„Bitte geben Sie hier Ihre 100 TANs ein…“

Wir alle kennen sie: Alarmierende Emails von unserer vermeintlichen Bank, die uns über katastrophale Vorfälle informieren, die unmittelbares Handeln verlangen, sonst könnte unser Geld verloren gehen.

Die Links darin führen dann zu Seiten, die denen der jeweiligen Bank sehr ähnlich sehen, aber auf anderen Servern liegen. Dort sollen wir dann unser Banking-Passwort und TANs eingeben.

Wer bis zu diesem Punkt mitmacht, ohne sich zu wundern, woher die Bank denn wohl die Emailadresse hat, oder wie unrealistisch der geschilderte Sachverhalt ist, oder warum die URL auf einmal so komisch ist, muss mit einer baldigen Überweisung eines größeren Geldbetrags von seinem Konto in Richtung Nimmerwiedersehen rechnen – denn natürlich stammen weder Email oder Aufforderung, noch Seite von der Bank, sondern von Kriminellen.

Das Landgericht Landshut hat am 14.7. über einen Fall geurteilt, bei dem ein Phishing-Opfer nach Aufforderung 100 (in Worten: Einhundert) TAN-Nummern in eine Phishing-Seite getippt hat, ohne diese Aufforderung im Laufe des Eintippens einmal in Frage zu stellen – und daraufhin 6.000€ ärmer war. Die Bank weigerte sich, dafür zu haften – und das Phishing-Opfer klagte.

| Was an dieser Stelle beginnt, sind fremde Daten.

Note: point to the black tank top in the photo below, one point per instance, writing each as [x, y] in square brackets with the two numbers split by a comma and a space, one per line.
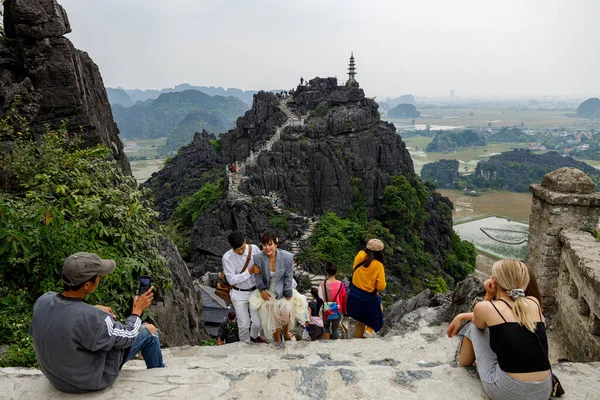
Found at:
[518, 349]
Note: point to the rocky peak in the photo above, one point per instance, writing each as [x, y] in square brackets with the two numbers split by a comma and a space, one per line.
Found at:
[196, 164]
[49, 80]
[254, 128]
[35, 19]
[326, 90]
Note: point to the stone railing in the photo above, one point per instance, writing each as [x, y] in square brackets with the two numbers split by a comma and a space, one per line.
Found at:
[578, 294]
[566, 258]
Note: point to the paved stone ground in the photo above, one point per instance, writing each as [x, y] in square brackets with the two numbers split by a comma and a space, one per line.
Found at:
[419, 365]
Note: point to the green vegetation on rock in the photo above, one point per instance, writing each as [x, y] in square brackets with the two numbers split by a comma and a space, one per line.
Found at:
[57, 199]
[190, 208]
[404, 206]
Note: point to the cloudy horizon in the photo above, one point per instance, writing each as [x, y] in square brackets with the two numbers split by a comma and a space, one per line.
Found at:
[514, 48]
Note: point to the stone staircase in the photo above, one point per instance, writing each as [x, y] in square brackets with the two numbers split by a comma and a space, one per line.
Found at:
[418, 365]
[236, 178]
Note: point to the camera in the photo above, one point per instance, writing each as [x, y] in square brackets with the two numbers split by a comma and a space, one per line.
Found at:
[145, 283]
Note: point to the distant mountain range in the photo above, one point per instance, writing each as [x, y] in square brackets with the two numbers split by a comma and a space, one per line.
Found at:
[176, 115]
[128, 97]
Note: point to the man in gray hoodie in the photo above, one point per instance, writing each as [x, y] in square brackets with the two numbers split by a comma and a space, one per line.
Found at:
[79, 347]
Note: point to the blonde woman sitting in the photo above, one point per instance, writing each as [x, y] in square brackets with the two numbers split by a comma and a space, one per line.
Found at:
[512, 355]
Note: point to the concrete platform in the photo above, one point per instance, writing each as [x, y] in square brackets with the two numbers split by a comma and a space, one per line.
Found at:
[419, 365]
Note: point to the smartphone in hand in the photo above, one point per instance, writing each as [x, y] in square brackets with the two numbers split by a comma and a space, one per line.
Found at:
[145, 284]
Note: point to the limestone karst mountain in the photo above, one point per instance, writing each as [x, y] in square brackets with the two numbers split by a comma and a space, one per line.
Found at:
[49, 81]
[46, 81]
[178, 115]
[324, 149]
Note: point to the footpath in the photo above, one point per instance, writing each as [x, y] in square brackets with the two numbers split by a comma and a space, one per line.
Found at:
[419, 365]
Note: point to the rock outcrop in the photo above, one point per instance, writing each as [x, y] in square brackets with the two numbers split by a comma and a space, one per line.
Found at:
[312, 167]
[313, 150]
[443, 173]
[428, 309]
[516, 170]
[196, 164]
[208, 236]
[178, 311]
[49, 80]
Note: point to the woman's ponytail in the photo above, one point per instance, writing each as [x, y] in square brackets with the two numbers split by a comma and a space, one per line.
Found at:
[513, 276]
[524, 313]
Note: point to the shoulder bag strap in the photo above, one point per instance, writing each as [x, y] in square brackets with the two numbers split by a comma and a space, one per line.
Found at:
[339, 290]
[249, 247]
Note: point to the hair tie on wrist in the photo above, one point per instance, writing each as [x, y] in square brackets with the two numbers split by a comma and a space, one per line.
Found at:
[516, 293]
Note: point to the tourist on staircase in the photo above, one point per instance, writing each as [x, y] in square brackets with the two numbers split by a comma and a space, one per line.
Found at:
[238, 267]
[368, 279]
[332, 291]
[276, 300]
[512, 355]
[228, 330]
[315, 322]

Das Gericht entschied, dass die „rudimentären Computerkenntnisse“ des Mannes, sowie seine nichtdeutsche Muttersprache zu berücksichten waren, und er daher nicht fahrlässig gehandelt habe (schließlich tat er, wie ihm geheißen). Die Bank muss die 6.000€ + Zinsen erstatten und die Kosten des Verfahrens tragen.

Hier das Urteil, gefunden bei der Arbeitsgruppe Identitätsschutz im Internet.

42 Ergänzungen

  1. richtig geurteilt meiner Meinung nach. Ich glaube so gut wie jeder Computer-Neuling würde auf so etwas hereinfallen, wenn man ihn/sie nicht speziell davor gewarnt hat.
    Deswegen finde ich auch, dass die Banken nicht ausreichend davor warnen. Am Ende sind es doch immer die PC-bewanderten Kinder/Enkel, die das übernehmen.

    1. Ja Genau!

      Und wenn ich meinen Autoschlüssel dem Nächsten der mich nett darum bittet in die Hand drücke, dann ist mein Autohändler dran Schuld!

      Einfach mal mitdenken im Alltag! Das kann doch nicht so schwer sein!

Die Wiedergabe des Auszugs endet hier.